Amidst increasing diversity and several years of strong economic and population growth, planners are discovering that cities are rich labs for exploring innovations in areas including: regional and local food systems; arts, culture and place-making, spatial planning and urban design; ecological systems, equity and social justice; and technology. The program will draw from interdisciplinary expert perspectives and active learning to explore these topics (and others) and to encourage participants to expand their understanding of how to design resilient and adaptable cities in the face of a changing climate, social equity challenges and a need for increasing competitiveness and innovation. .
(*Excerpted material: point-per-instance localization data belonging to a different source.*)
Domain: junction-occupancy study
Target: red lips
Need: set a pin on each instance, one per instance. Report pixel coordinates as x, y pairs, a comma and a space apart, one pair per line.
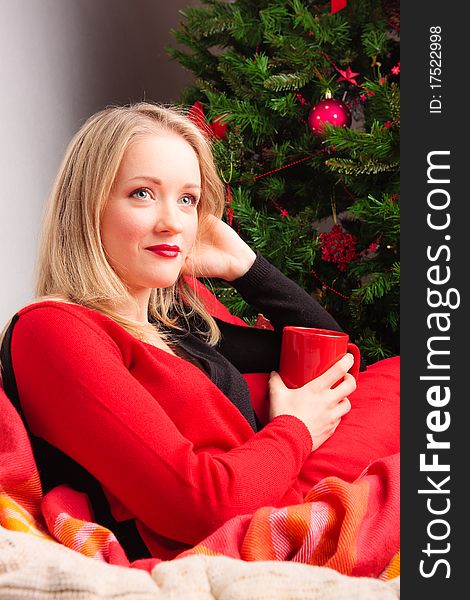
165, 250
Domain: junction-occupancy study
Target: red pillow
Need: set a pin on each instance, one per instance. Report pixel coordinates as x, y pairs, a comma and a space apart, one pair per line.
369, 431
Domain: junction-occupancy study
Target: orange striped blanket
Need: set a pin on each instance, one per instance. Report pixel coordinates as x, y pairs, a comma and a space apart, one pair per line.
350, 527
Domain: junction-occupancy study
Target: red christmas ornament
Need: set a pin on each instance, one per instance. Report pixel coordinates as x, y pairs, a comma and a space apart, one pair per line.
331, 111
338, 247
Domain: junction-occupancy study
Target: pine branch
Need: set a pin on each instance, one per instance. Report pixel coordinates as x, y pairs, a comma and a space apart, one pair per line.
348, 166
287, 81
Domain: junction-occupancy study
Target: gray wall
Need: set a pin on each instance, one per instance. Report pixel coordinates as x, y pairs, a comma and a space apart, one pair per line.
60, 61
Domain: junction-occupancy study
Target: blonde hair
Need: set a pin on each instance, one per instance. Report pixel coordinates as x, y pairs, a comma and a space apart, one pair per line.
72, 263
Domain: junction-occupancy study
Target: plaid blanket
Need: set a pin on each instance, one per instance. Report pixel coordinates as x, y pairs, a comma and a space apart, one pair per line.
350, 527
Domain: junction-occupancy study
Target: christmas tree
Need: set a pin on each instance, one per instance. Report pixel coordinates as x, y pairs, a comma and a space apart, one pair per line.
302, 104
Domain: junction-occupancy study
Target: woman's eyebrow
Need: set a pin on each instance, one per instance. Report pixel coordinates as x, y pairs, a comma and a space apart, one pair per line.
157, 181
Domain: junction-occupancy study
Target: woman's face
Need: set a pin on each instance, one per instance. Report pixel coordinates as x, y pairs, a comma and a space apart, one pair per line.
149, 224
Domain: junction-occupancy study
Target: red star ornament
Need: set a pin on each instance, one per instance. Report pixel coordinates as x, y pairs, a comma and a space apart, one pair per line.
348, 75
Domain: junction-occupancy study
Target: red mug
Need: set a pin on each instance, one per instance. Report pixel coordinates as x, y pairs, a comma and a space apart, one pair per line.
307, 352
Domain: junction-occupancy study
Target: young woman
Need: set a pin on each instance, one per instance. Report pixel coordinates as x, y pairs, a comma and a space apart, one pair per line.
131, 391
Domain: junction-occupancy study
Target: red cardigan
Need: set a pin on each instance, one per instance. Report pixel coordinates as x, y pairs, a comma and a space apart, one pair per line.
167, 445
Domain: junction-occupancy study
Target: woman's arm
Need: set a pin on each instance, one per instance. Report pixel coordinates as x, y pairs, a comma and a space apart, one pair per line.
225, 255
78, 394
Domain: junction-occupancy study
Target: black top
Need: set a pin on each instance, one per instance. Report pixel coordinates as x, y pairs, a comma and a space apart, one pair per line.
240, 350
249, 349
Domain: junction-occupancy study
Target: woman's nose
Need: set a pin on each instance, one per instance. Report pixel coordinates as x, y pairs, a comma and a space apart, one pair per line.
168, 218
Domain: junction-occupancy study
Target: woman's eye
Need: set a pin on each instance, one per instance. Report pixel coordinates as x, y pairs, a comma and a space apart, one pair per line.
141, 194
188, 200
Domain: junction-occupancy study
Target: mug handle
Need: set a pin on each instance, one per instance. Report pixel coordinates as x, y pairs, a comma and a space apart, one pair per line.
354, 350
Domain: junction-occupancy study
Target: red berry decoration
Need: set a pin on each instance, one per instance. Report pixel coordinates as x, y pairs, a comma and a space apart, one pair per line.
331, 111
338, 247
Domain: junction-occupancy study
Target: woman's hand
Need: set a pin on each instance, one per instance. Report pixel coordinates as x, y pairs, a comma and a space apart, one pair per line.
316, 404
220, 252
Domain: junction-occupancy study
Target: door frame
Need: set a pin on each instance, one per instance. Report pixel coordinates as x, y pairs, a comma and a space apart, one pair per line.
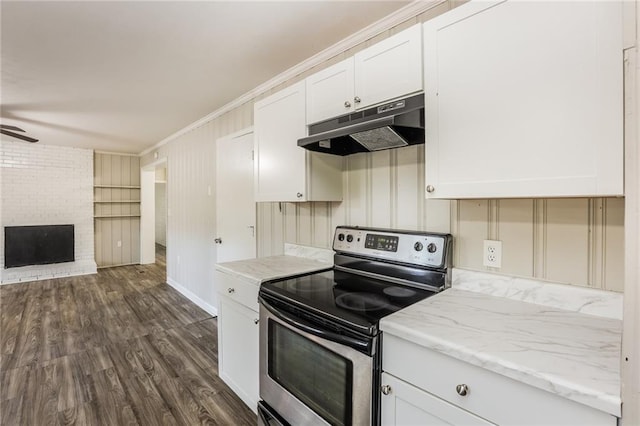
148, 210
240, 133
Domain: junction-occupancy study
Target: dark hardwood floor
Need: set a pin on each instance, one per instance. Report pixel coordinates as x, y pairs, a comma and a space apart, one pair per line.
117, 348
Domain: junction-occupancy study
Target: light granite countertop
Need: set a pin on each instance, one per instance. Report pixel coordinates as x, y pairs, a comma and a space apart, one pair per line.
559, 349
296, 260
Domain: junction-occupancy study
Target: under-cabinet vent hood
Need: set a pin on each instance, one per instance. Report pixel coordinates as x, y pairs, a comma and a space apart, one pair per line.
392, 125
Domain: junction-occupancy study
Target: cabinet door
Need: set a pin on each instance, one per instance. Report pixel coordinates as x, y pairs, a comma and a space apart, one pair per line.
330, 92
238, 349
524, 99
389, 69
280, 164
407, 405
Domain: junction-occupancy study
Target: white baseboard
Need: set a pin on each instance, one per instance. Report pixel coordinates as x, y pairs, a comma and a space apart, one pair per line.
212, 310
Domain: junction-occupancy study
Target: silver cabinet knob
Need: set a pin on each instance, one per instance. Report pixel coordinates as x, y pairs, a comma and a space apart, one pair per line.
462, 389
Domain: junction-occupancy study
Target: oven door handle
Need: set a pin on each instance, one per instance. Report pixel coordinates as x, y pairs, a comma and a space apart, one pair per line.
358, 344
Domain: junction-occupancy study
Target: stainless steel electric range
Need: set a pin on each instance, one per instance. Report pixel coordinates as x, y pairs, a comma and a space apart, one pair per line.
320, 343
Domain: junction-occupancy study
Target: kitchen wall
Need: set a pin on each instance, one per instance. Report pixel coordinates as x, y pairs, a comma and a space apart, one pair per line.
577, 241
48, 185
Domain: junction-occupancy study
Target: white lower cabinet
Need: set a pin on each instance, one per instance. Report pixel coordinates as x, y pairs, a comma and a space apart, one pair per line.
408, 405
238, 337
426, 387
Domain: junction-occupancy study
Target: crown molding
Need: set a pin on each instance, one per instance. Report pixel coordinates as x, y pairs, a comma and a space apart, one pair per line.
125, 154
399, 16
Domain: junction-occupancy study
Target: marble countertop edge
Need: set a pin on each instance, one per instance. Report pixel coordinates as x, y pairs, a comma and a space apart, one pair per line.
549, 382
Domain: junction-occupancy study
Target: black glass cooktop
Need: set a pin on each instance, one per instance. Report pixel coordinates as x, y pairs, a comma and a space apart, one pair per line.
348, 299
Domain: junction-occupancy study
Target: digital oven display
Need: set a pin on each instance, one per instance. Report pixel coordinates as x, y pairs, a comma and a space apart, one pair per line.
381, 242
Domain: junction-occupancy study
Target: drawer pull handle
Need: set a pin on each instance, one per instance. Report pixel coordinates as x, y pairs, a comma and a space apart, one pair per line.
463, 390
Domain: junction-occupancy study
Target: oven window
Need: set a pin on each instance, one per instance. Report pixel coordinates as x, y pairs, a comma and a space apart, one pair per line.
319, 378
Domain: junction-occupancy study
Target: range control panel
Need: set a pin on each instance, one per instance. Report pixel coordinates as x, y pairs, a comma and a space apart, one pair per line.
419, 248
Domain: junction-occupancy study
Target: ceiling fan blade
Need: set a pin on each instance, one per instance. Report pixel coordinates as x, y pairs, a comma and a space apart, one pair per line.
17, 135
13, 128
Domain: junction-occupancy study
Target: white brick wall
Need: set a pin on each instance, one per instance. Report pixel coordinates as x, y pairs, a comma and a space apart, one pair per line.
47, 185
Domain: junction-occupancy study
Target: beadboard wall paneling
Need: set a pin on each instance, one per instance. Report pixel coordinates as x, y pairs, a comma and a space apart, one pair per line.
612, 226
515, 228
567, 245
161, 213
117, 238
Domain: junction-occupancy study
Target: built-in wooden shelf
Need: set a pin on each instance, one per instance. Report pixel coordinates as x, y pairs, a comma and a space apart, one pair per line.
116, 216
117, 186
116, 201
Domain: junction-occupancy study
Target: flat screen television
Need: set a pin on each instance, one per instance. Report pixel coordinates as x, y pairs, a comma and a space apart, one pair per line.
38, 245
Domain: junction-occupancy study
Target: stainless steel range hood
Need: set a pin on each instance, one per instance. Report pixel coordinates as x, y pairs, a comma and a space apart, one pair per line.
393, 125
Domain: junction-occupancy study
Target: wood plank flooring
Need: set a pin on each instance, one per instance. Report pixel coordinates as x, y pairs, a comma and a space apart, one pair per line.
117, 348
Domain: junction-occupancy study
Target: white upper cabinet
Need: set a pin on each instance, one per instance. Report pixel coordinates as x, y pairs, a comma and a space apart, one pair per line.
524, 99
283, 170
330, 92
389, 69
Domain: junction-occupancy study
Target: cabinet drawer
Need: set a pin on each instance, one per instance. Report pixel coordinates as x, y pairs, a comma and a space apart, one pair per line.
243, 292
494, 397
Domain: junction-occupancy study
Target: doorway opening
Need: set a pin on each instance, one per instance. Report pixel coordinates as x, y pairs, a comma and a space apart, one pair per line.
161, 216
154, 214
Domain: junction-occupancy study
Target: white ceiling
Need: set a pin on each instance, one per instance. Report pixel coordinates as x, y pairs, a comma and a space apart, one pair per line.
121, 76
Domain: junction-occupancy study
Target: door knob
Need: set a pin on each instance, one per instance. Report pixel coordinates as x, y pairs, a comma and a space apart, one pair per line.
462, 390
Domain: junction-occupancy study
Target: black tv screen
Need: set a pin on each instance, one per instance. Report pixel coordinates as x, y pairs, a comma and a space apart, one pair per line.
38, 245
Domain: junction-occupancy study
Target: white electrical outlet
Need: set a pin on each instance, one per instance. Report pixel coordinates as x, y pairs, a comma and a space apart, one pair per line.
492, 253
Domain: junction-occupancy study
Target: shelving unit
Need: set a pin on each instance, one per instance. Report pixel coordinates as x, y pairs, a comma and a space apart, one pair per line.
116, 209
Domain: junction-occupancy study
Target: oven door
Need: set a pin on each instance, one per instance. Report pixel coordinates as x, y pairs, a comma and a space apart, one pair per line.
312, 376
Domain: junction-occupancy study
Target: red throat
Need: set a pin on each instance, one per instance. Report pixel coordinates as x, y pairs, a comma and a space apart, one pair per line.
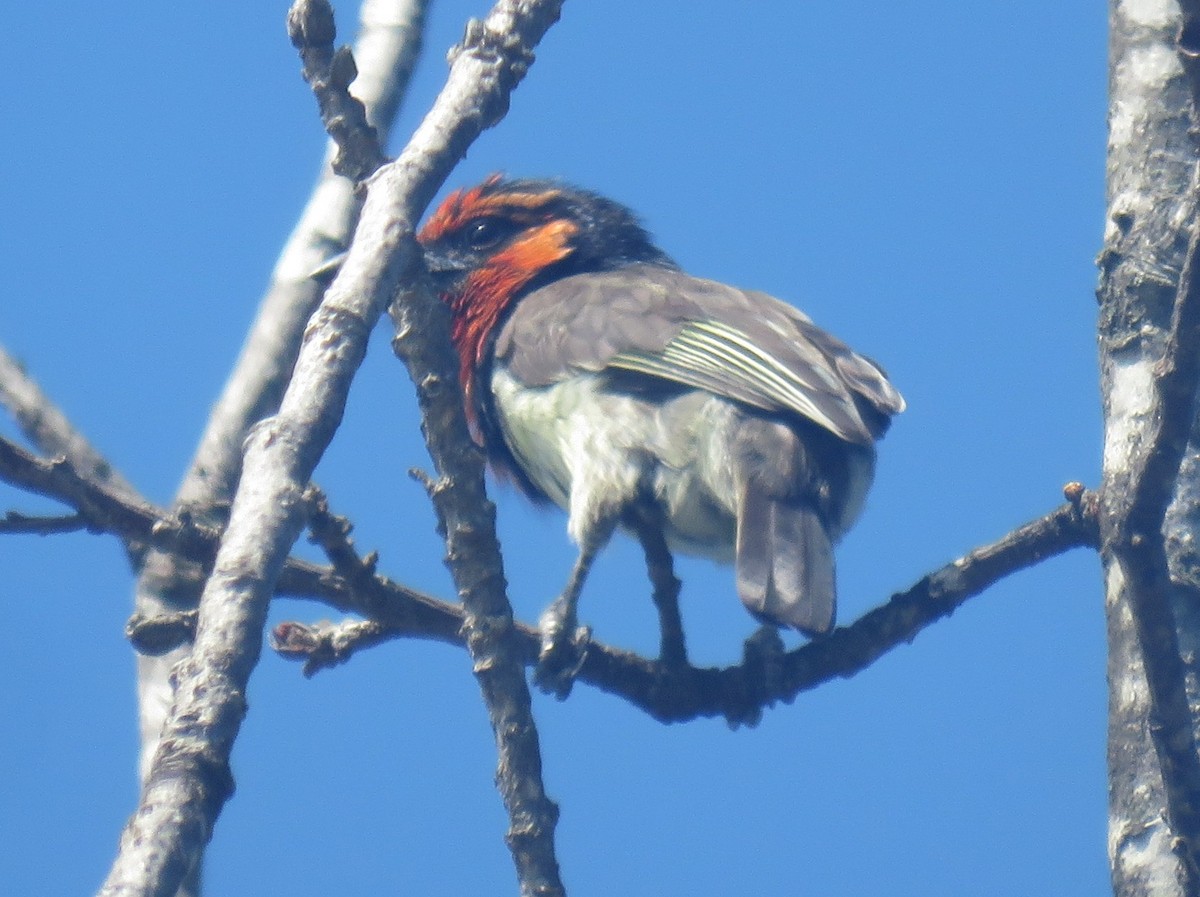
489, 292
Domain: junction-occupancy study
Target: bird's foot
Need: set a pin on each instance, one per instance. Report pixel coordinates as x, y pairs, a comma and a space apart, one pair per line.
563, 651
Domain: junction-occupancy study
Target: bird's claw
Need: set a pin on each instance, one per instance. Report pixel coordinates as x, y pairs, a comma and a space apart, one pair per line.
561, 658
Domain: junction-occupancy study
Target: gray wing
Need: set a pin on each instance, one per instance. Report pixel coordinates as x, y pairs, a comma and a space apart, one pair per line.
661, 323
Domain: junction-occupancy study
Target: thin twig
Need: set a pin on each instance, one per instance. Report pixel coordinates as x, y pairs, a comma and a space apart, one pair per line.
45, 425
18, 523
329, 73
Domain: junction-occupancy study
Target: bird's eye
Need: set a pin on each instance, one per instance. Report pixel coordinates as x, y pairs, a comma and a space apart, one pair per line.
486, 233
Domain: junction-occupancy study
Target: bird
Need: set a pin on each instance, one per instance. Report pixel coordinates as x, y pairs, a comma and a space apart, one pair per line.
701, 417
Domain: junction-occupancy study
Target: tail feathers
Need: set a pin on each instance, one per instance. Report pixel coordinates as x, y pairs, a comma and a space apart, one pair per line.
785, 565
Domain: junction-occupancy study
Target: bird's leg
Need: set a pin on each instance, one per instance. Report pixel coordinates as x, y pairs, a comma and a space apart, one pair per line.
665, 584
563, 640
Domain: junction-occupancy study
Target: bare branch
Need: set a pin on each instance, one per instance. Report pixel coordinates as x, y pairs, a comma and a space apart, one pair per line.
1150, 342
667, 693
15, 522
190, 777
45, 425
330, 73
739, 693
324, 645
389, 43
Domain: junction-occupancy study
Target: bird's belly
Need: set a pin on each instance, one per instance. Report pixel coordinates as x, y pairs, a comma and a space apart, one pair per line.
598, 453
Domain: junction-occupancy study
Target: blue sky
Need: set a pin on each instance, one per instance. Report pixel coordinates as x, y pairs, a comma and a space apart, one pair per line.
925, 180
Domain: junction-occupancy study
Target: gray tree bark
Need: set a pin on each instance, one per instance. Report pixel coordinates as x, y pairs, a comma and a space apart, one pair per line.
1146, 266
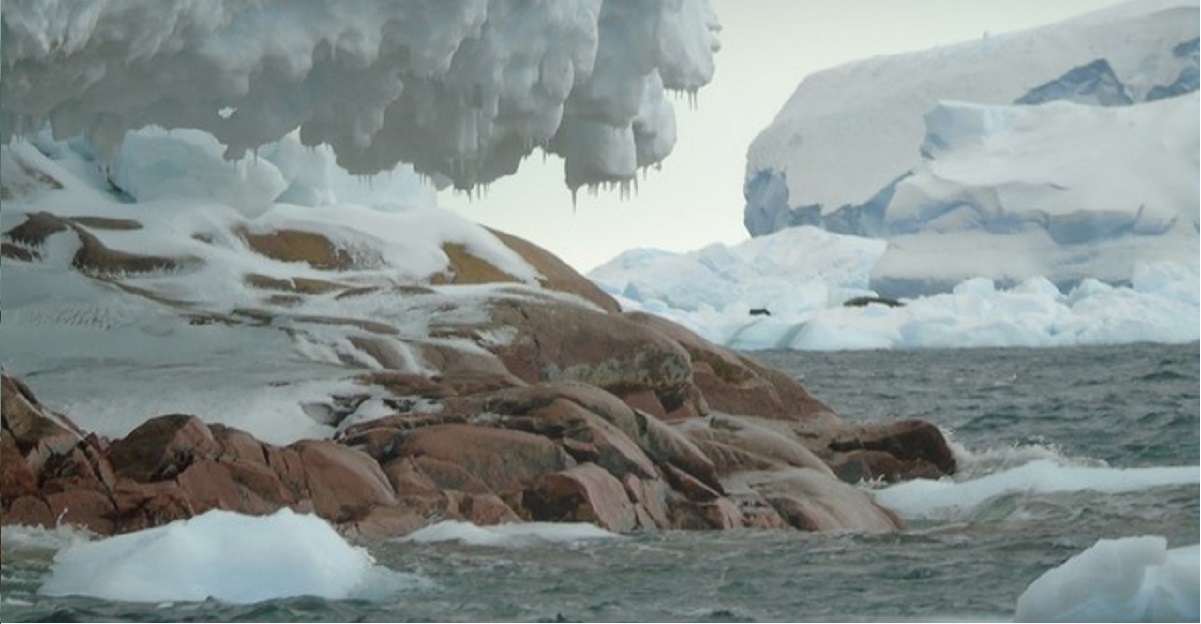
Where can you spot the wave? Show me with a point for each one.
(939, 499)
(509, 535)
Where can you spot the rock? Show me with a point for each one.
(162, 448)
(560, 341)
(583, 493)
(16, 478)
(503, 460)
(906, 449)
(557, 275)
(814, 501)
(657, 441)
(735, 384)
(84, 508)
(28, 511)
(30, 424)
(310, 247)
(145, 505)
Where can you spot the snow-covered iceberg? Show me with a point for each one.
(1124, 580)
(1067, 151)
(461, 89)
(805, 288)
(225, 556)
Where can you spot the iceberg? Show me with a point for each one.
(805, 288)
(461, 89)
(1067, 151)
(1124, 580)
(223, 556)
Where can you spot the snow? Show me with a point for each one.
(464, 90)
(509, 535)
(930, 499)
(223, 556)
(802, 276)
(111, 358)
(835, 124)
(1068, 151)
(1131, 579)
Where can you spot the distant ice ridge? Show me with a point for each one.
(1124, 580)
(462, 89)
(227, 557)
(1067, 151)
(800, 279)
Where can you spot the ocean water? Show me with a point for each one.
(1115, 411)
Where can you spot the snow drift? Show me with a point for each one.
(1067, 151)
(223, 556)
(462, 89)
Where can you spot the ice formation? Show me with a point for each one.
(83, 337)
(1124, 580)
(946, 499)
(461, 89)
(1067, 151)
(509, 535)
(801, 279)
(223, 556)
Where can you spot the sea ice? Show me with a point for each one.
(223, 556)
(509, 535)
(1124, 580)
(804, 276)
(930, 499)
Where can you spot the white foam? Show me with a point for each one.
(802, 276)
(462, 90)
(1124, 580)
(944, 498)
(509, 535)
(223, 556)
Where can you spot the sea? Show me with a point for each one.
(1017, 418)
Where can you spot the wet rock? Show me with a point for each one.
(583, 493)
(161, 448)
(906, 449)
(344, 484)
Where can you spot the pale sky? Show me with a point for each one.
(768, 48)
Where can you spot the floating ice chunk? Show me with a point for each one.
(1123, 580)
(225, 556)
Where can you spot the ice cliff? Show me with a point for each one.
(462, 89)
(1067, 151)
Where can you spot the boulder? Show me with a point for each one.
(503, 460)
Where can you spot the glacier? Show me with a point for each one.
(1067, 151)
(461, 89)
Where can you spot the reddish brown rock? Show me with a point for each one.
(906, 449)
(209, 485)
(560, 341)
(584, 493)
(505, 460)
(145, 505)
(16, 478)
(28, 511)
(344, 484)
(161, 448)
(84, 508)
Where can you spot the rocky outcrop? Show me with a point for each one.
(535, 402)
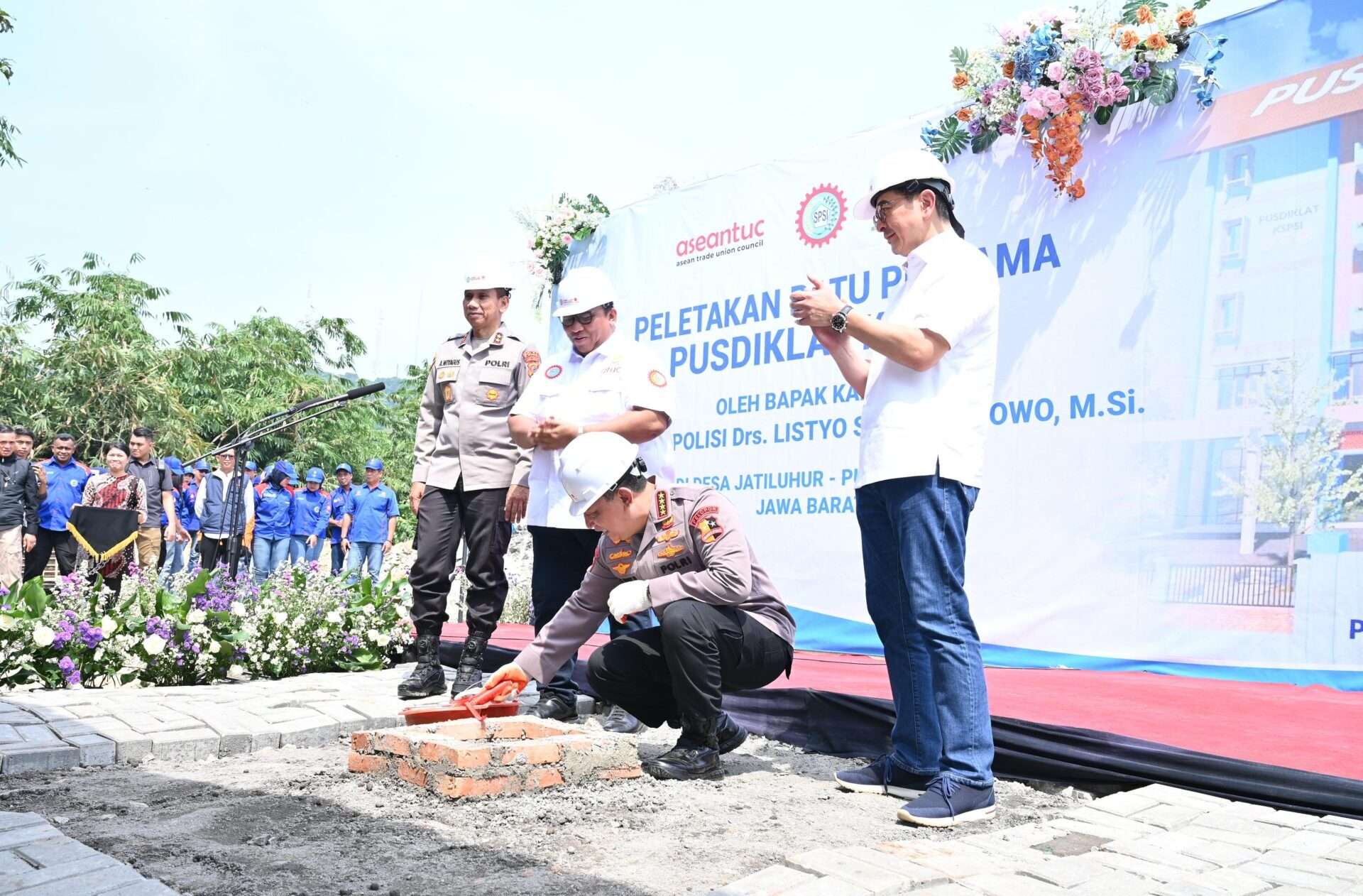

Participants will use the City of Boston as a laboratory and case study throughout the course, learning from local and international experts, touring key sites and working together to synthesize case studies and their own observations. A series of presentations and discussions will lay the foundation for the course and introduce the breadth of environmental, economic, and social issues that must be addressed at all scales. The panelists will include planners, public officials, urban designers, artists, technologists, economists, ecologists, and developers.

Learning Objectives

  • Investigate master planning approaches to achieving urban resilience: What common themes or topics are addressed? What are the spatial or design issues to be addressed to achieve a sustainable future?
  • Explore planning and urban design case studies that demonstrate how interdisciplinary approaches (including arts and culture, local food systems and technology) are becoming critical to city-building
  • Discover how the real estate market and regulatory context are responding to resilience goals
  • Understand the role of natural and ecological systems
  • Synthesize and apply knowledge from panelists to a case study of Boston

Who should attend

Planners, urban designers, architects, landscape archi¬tects, developers, land owners, public officials, and non-profit/advocacy planners.